Um marco da literatura brasileira e mundial

Reprodução Amazon

Grande Sertão: Veredas (1956) é amplamente reconhecido como um dos maiores romances da literatura brasileira — e também uma das obras-primas da literatura universal do século XX. Escrito por João Guimarães Rosa, o livro revolucionou a forma de escrever em língua portuguesa e transformou o sertão mineiro em cenário de reflexões filosóficas, existenciais e poéticas.

Apesar de se passar no sertão de Minas Gerais, o livro vai muito além do regionalismo. Rosa quebra os limites da literatura folclórica e recria o sertão como um espaço mítico, onde a violência, o amor, a fé e a dúvida convivem em tensão constante. 

O narrador, Riobaldo, relembra sua trajetória como jagunço e sua relação enigmática com Diadorim, personagem central de uma história marcada por guerras, dilemas morais e a eterna dúvida sobre o que é o bem e o que é o mal.

A linguagem do romance também é um feito à parte. Rosa reconstrói o português sertanejo com uma criatividade sem precedentes: mistura neologismos, arcaísmos, ditados populares e estruturas inusitadas, criando uma prosa musical, ritmada e profundamente original. Por isso, seu estilo costuma ser comparado ao de autores como James Joyce, William Faulkner e Franz Kafka.

Mas Grande Sertão não é só inovação formal — é também uma obra de ideias. A grande pergunta que atravessa o livro é: “O diabo existe?” A partir dela, o romance mergulha em temas como livre-arbítrio, culpa, destino, espiritualidade, amor proibido e morte. Questões universais, tratadas a partir da vivência de um sertão que é ao mesmo tempo real e simbólico.

Importância para a literatura brasileira

  • Redefiniu o cânone nacional, rompendo com o realismo tradicional e abrindo caminho para uma nova forma de narrativa no Brasil.
     
  • Consagrou Guimarães Rosa como um autor de dimensão internacional, ao lado de nomes como Kafka, Faulkner e Joyce.
     
  • Influenciou gerações de escritores, pesquisadores e leitores, tornando-se objeto central de estudos acadêmicos até hoje.

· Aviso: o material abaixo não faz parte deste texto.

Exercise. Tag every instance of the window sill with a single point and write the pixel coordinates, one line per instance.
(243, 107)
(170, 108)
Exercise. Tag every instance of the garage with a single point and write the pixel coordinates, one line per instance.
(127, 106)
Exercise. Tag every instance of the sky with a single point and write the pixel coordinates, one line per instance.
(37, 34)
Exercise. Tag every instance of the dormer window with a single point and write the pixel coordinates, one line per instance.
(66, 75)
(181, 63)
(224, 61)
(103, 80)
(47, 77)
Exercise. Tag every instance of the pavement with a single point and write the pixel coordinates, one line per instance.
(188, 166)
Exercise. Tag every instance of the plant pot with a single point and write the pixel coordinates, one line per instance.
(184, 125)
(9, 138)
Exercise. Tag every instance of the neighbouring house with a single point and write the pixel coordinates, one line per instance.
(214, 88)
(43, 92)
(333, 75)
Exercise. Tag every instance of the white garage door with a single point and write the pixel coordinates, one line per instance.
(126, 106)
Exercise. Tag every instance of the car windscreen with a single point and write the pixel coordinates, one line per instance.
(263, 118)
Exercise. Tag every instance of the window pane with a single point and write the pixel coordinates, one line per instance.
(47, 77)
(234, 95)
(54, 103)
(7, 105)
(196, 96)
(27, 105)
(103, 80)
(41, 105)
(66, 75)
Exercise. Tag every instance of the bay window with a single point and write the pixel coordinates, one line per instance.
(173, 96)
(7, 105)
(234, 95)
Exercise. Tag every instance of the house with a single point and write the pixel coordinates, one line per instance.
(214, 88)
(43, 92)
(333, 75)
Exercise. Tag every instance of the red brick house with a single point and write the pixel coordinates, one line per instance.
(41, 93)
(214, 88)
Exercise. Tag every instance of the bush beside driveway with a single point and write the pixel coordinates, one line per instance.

Grande Sertão: Veredas foi traduzido para diversos idiomas e é frequentemente citado como uma das maiores contribuições da literatura brasileira para o mundo. O crítico Antonio Candido, um dos maiores intelectuais brasileiros, afirmou que o romance é “um dos livros mais importantes da literatura universal contemporânea”.

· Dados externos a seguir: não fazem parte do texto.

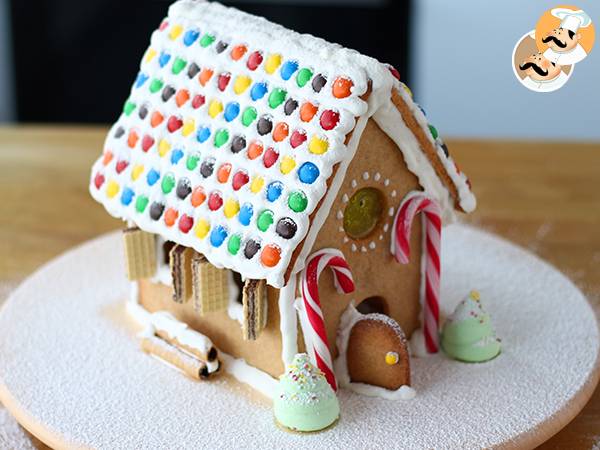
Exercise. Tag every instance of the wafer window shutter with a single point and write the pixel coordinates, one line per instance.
(210, 286)
(140, 253)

Livro das entrelinhas e do enigma

Reprodução Amazon

Publicado em 1967, pouco antes da morte de João Guimarães Rosa, Tutaméia – Terceiras Estórias é sua última obra lançada em vida e também uma das mais enigmáticas. O título vem de uma expressão arcaica que significa “pequena porção de muita coisa” — o que já indica o tom da coletânea: contos curtos, densos, repletos de significados ocultos e de experimentações com a linguagem.

Composta por 40 histórias breves, a obra marca uma virada no estilo de Rosa. Se em livros anteriores como Sagarana ou Primeiras Estórias havia maior linearidade narrativa, em Tutaméia predomina o fragmento, o enigma, o jogo sonoro e o humor linguístico. São narrativas que exigem do leitor atenção total às entrelinhas, às metáforas e aos jogos de palavras. É a prosa levada ao seu ponto mais poético e radical.

Além dos contos, o livro é aberto por um texto liminar, quase um manifesto literário, em que Rosa reflete sobre o fazer literário, a criação e o mistério da linguagem. Esse texto inicial é considerado por muitos críticos como uma chave de leitura para toda sua obra, reforçando a ideia de que literatura é também uma forma de filosofia e invenção do mundo.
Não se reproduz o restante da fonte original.